I'm going to let you in on a little secret - naming a baby is hard. Who knew, right?
When I had my twelve week ultrasound with Taylor, our technician said she was 99% sure I was having a girl. Andrew and I struggled with a name, but eventually came up with a girl name we both loved. Fast forward to my nineteen week appointment and, lo and behold, there was a baby boy on the ultrasound screen. Our girl name came to us relatively easy, but we could not agree on any boy name. Taylor was a name I always liked, but Andrew wasn't too fond of gender neutral names so I never suggested it in all our deliberation. One night as we were once again debating names that neither of us liked, 'Taylor' popped into my head so I suggested it even though I was sure Andrew wouldn't like it. To my surprise, Andrew was on board. And luck for us, his middle name was easy because Andrew's middle name is James and I had already decided I wanted to use that for our first son's middle name.

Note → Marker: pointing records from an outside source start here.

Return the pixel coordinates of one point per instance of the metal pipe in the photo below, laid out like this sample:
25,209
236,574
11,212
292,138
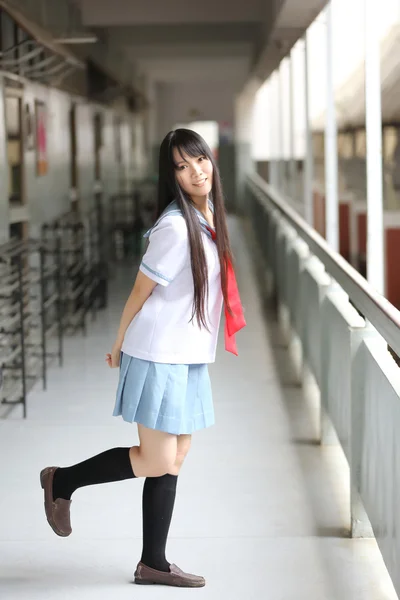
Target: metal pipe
331,161
375,232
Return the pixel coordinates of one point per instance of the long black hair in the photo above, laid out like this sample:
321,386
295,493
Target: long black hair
188,141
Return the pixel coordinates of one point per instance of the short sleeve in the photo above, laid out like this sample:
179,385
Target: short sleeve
167,251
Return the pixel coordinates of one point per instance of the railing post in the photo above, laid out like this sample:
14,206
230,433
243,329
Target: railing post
331,161
309,163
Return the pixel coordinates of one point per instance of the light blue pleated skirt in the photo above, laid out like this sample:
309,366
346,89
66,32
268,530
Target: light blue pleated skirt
172,398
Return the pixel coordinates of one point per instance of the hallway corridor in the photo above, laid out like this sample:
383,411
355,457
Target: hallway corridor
261,510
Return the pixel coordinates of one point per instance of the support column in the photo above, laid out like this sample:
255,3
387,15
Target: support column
331,161
4,192
273,132
375,243
292,170
308,159
244,163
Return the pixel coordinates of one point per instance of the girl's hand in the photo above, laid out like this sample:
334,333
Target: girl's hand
113,359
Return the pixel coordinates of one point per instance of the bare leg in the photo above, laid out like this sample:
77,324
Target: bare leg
183,447
156,454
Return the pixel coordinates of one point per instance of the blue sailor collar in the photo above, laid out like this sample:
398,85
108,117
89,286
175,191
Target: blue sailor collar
173,209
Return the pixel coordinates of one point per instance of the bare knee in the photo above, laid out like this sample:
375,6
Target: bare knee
181,453
150,465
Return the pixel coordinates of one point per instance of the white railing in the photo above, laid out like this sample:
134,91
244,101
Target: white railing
342,329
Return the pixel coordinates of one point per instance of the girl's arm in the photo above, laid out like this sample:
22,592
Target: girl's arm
141,290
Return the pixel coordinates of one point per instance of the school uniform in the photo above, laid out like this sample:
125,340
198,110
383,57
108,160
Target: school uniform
164,382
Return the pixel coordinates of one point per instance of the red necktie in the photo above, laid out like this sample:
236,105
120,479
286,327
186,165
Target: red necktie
233,322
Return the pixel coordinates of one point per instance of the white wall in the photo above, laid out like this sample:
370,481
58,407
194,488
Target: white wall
48,196
176,103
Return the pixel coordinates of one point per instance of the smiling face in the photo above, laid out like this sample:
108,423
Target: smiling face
193,173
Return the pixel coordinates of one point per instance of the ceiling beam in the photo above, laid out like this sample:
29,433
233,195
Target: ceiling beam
183,34
105,13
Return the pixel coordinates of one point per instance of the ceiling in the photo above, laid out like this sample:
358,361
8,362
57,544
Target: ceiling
177,41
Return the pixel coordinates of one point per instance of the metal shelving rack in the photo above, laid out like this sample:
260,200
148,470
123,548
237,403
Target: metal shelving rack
69,232
30,317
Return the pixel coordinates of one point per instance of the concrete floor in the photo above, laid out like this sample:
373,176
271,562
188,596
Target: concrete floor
261,511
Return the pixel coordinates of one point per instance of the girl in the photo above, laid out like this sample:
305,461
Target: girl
167,336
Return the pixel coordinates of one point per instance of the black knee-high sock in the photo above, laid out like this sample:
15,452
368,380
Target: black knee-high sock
158,503
111,465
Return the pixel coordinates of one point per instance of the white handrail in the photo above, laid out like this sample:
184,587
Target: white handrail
376,308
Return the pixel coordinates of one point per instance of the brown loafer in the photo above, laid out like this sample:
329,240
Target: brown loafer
58,512
176,577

When I found out that we were expecting a little girl this time around, everyone thought we would use the name we had previously picked out with the last pregnancy (including Andrew). Surprise! I didn't like the name anymore. Well, it wasn't so much that I disliked the name, more that I disliked the popularity it had gained. I didn't want my child to share her name with 10 other girls in her class. Andrew tried to convince me, but I wouldn't hear it. So back to the drawing board it was. Neither of us liked the names the other would suggest - we couldn't agree on anything.

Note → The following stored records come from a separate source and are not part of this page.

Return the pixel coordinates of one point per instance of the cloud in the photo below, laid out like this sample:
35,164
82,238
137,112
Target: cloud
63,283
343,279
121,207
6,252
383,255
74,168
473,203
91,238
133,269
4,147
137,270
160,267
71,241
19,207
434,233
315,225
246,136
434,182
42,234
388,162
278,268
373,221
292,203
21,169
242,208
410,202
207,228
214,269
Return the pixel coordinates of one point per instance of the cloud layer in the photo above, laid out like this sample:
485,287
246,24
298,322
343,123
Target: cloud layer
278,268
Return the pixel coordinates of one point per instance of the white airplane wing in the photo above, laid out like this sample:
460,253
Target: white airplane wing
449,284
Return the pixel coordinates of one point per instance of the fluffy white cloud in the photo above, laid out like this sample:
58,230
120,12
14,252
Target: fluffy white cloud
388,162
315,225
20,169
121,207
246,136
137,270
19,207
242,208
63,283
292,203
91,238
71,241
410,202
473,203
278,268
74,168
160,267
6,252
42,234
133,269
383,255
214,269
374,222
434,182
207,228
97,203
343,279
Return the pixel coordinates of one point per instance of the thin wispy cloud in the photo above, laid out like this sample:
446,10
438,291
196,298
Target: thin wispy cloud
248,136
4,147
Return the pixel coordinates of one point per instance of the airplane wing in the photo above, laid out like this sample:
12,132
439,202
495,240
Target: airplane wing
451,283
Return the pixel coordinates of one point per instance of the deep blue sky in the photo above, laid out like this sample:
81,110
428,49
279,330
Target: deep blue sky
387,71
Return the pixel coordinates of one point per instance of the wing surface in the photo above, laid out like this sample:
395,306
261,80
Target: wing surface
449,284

Over the summer, we visited Pine Valley where Andrew's family has a long pioneer heritage. We learned a lot about Andrew's ancestors and heard lots of interesting stories. I started scrolling through the Snow family tree on familysearch.org and I came across Olive Bleak Snow. I had always loved the name Olive, but Andrew wasn't the biggest fan. When I pointed out that his great great grandma was named Olive and after reading some of her life experiences, Andrew was sold. We had finally picked the name! As for her middle name, we went with Blake. I always told my older brother Blake jokingly that I was going to name one of my daughters after him since his name is gender neutral. When I saw that Andrew's great great grandma was named Olive Bleak (pronounced Blake), I knew it was fate. She would be named after her great great great grandma on Andrew's side and after her uncle on my side.

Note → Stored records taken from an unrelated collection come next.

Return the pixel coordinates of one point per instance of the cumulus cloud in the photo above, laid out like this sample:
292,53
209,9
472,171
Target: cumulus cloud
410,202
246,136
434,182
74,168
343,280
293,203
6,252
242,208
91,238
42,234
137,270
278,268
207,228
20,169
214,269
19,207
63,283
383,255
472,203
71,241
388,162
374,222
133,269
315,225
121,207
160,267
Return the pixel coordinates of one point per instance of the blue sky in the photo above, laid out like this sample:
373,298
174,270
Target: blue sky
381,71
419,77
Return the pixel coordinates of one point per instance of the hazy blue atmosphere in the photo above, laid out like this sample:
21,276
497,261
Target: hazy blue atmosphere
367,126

|Me and my older brother Blake.|
In Olive's baby blessing, she was told that Heavenly Father had picked this name for her so she could embody the wonderful characteristics of the one who had come before her with the same name. I have found many stories about Olive Bleak Snow that are fascinating and I plan on recording all the history I've found to give to my daughter to hold close. Below is just one small sample of her life:
|Olive Bleak Snow with husband Joseph and son Rex.|
Olive Thompson Bleak married Joseph Smith Snow on March 22, 1894 in the St.George Temple. Their first babies were twin girls, Pearl and Ruby, who both contracted polio. Little Ruby died at seven months old, and a month later, Pearl also passed away. Olive was heartbroken. Someone by the name of Sister Kemp told Olive, "Take comfort, Olive, you'll have another set of twins who'll be a great comfort to you." Olive never forgot this. She went on to have a son named Rex and a girl named Inez. Five years after the twins died, Olive had her prophesied twins, Glenn and Grant (the former being Andrew's great grandpa). After the twins, she had one more daughter named Rosemond.
Left: Olive and Joseph
Right: Olive and Joseph with their children Grant, Rex, Glenn, and Inez in front of a house that Erastus Snow built.
At 62 years old, she died due to an explosion at a well in Saint George, Utah. A special service was held for Olive the following Sunday where many expressed love and appreciation for her and the wonderful life she lived. Her sister Rose wrote, "She was a wonderful sister, mother, wife, and friend; never too tired to go to help anyone in need or in trouble. I never heard her speak ill of anyone and when others did, she would say, 'If we were in their place we might have done the same, or if we knew them better, we would not judge them'."
I'm so glad that Andrew and I were able to find a name that not only we love, but also means so much. It fits our daughter perfectly and I can't wait to see her carry on the legacy.